Fluconazole for empiric antifungal therapy in cancer patients with fever and neutropenia
1 Division of General Medicine, Department of Medicine, Brigham and Women's Hospital, Boston, MA, USA
2 Department of Information Systems, Partners HealthCare System, Boston, MA, USA
3 Vanderbilt University Medical Center, Nashville, TN, USA
4 Outcomes Research, Merck & Co., Inc., Whitehouse Station, NJ, USA
5 Department of Medicine, Harvard Medical School, Boston, MA, USA
BMC Infectious Diseases 2006, 6:173 doi:10.1186/1471-2334-6-173Published: 5 December 2006
Several clinical trials have demonstrated the efficacy of fluconazole as empiric antifungal therapy in cancer patients with fever and neutropenia. Our objective was to assess the frequency and resource utilization associated with treatment failure in cancer patients given empiric fluconazole antifungal therapy in routine inpatient care.

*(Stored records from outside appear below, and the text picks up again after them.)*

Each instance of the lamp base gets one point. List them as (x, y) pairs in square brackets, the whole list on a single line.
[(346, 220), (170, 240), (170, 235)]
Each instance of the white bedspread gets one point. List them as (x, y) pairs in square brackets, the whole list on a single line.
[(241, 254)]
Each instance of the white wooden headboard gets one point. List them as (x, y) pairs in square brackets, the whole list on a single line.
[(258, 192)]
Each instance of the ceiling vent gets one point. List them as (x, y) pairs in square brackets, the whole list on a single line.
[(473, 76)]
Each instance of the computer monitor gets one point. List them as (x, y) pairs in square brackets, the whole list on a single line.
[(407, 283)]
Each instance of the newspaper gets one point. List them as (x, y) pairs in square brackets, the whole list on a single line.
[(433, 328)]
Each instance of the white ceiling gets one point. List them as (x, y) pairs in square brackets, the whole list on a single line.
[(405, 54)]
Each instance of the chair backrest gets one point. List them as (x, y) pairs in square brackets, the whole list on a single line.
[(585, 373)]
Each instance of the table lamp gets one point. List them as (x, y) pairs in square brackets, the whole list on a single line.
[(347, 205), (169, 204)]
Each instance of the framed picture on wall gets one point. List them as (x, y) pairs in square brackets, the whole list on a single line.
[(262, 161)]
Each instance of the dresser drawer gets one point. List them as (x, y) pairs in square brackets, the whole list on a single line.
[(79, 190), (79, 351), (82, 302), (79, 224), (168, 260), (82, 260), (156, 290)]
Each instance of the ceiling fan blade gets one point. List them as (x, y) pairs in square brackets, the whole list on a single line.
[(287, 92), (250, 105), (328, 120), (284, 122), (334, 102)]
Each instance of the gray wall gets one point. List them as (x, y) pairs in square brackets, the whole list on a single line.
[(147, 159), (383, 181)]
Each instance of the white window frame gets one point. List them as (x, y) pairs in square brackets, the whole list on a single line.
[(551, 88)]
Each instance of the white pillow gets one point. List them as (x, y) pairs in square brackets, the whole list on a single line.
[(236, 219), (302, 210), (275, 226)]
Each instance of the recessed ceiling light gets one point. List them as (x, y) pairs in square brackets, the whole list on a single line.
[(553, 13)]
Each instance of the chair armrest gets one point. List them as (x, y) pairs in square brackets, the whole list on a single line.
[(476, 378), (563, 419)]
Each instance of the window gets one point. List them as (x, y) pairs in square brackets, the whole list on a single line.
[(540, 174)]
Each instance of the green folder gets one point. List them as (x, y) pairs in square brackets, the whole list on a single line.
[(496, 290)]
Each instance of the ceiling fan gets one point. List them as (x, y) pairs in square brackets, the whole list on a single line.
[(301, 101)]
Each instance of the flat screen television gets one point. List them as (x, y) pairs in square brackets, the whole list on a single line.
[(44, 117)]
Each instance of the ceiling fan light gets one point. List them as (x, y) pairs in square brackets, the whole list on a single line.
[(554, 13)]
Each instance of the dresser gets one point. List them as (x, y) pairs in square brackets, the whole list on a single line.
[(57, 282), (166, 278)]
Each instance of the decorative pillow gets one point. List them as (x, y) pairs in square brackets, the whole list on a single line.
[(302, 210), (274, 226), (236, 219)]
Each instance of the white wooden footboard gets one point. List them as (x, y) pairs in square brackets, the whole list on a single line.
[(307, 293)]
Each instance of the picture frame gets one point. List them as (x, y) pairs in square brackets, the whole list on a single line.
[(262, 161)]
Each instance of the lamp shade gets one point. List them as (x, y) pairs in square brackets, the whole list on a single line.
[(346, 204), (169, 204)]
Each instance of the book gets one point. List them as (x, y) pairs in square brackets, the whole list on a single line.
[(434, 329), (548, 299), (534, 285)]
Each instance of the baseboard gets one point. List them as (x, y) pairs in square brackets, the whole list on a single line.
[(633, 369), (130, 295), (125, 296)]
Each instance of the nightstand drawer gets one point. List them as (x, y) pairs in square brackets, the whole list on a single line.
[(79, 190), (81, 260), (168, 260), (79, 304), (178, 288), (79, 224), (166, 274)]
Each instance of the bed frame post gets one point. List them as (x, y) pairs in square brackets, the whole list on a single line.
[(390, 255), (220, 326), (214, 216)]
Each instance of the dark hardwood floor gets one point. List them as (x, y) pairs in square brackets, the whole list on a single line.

We performed a retrospective cohort study of cancer patients treated with oral or intravenous fluconazole between 7/97 and 6/01 in a tertiary care hospital. The final study cohort included cancer patients with neutropenia (an absolute neutrophil count below 500 cells/mm3) and fever (a temperature above 38°C or 100.4°F), who were receiving at least 96 hours of parenteral antibacterial therapy prior to initiating fluconazole. Patients' responses to empiric therapy were assessed by reviewing patient charts.
Among 103 cancer admissions with fever and neutropenia, treatment failure after initiating empiric fluconazole antifungal therapy occurred in 41% (95% confidence interval (CI) 31% – 50%) of admissions. Patients with a diagnosis of hematological malignancy had increased risk of treatment failure (OR = 4.6, 95% CI 1.5 – 14.8). When treatment failure occurred the mean adjusted increases in length of stay and total costs were 7.4 days (95% CI 3.3 – 11.5) and $18,925 (95% CI 3,289 – 34,563), respectively.
Treatment failure occurred in more than one-third of neutropenic cancer patients on fluconazole as empiric antifungal treatment for fever in routine clinical treatment. The increase in costs when treatment failure occurs is substantial.